Even if Mr Yates did not think his wife was capable of violence, he did know she was very seriously ill. And yet day after day he left his children in the care of a woman who was not fully competent or even fully rational. How could he feel no responsibility for his children's well being. Didn't he even consider that being in the company of such a disturbed mother was psychologically injurious to his children? Didn't he ever feel he should get someone to come into the home to supervise what was going on--and to relieve his wife of the responsibility of caring for the children?

Yet, even in retrospect, this man can take no responsibility for his failure to protect his children. Oh yes, he pointed out that he put a burglar alarm in his house to protect them from intruders, he just never thought they were in any danger from someone in the family. But he knew his wife had been hospitalized several times, had made several suicide gestures, and that she had been on anti-psychotic medications, and that in the two weeks before the murders she had not received meds--did that make her competent to stay at home and care for her children alone? Where was his concern for his children--and for his wife as well?
Well, it wasn't there then and it's not there now, even in retrospect.

This case is really about a number of issues--including the issue of mental illness and the law.

But it's also about child abuse--child abuse in the extreme of murder. These children had two parents--one killed them and the other stood by and did nothing to protect their welfare.

If Rusty Yates had left his children alone in the house and the house burned down and the children died his negligance would be very clear--probably even to him. But, in a way, that's what Rusty Yates did. He left his children day after day in the care of a woman who was not competent and not emotionally able to care for 5 young children under the age of seven--a task that would be difficult for a mentally sound woman. Who knows what kind of effects her illness had on her children on a daily basis? We only know that one day that illness caused their deaths.
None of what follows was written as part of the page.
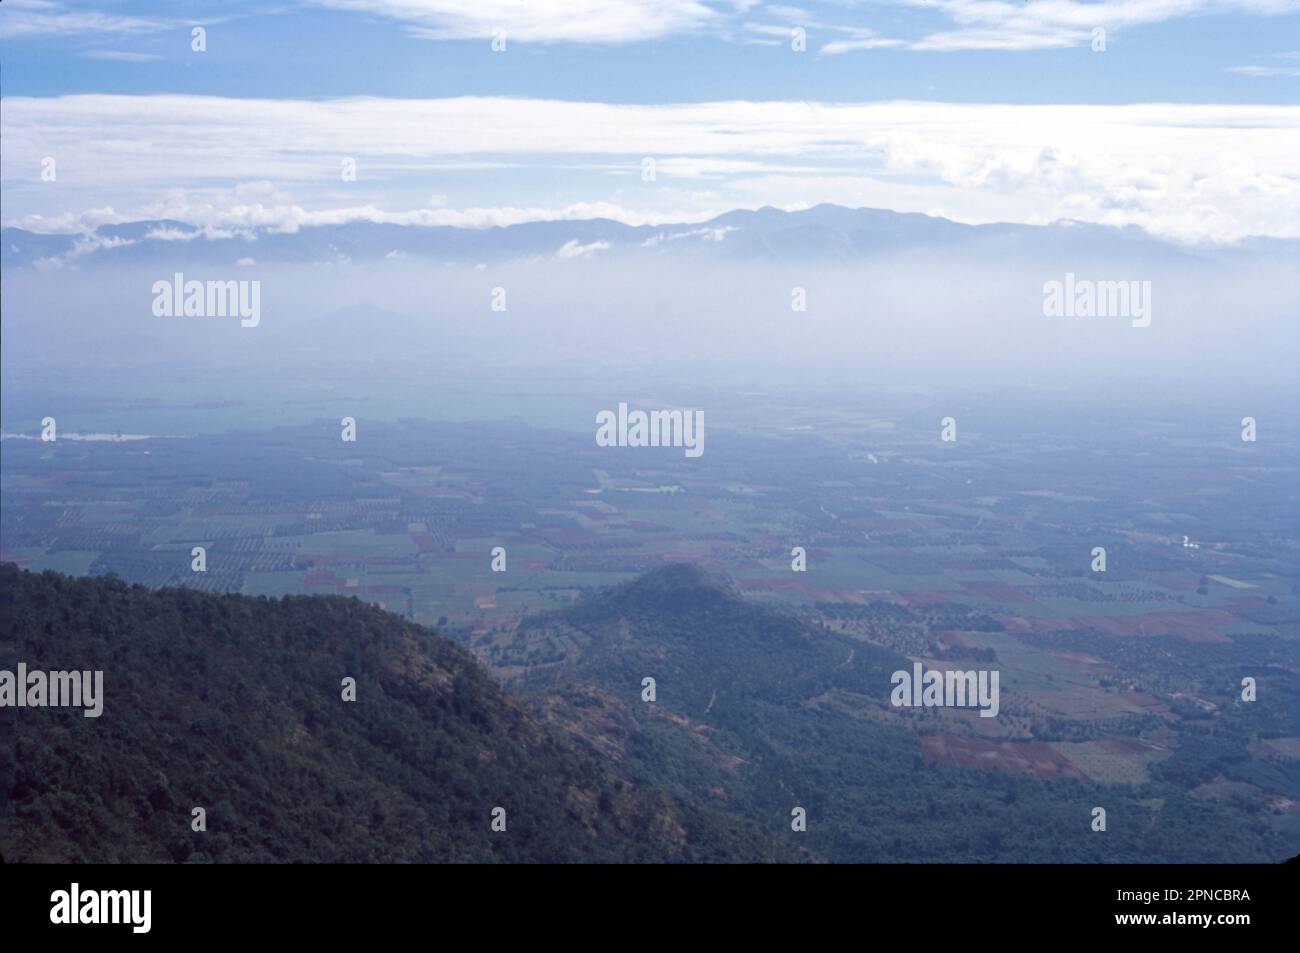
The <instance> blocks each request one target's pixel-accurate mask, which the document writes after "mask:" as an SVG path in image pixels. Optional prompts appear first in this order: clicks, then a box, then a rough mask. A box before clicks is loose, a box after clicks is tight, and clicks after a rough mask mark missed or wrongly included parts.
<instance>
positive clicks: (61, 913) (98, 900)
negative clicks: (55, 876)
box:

Rusty Yates did leave his children alone to fend for themselves. And the house did come crashing down.

If I felt angry and frustrated listening to Rusty Yates today, I can only imagine how angry and isolated Andrea Yates must have felt. She too was left alone by her husband--to care for her children and to try to fend off her inner demons all by herself.

Sure the doctors made a terrible mistake in Mrs Yates' treatment, and they do bear some responsibility for that. But that does not absolve Mr Yates of the responsibility he had as a parent--to protect his children from his wife's illness, in all of it's manifestations. And he just didn't protect them.

The lesson to be learned from this case is how to prevent such tragedies in the future.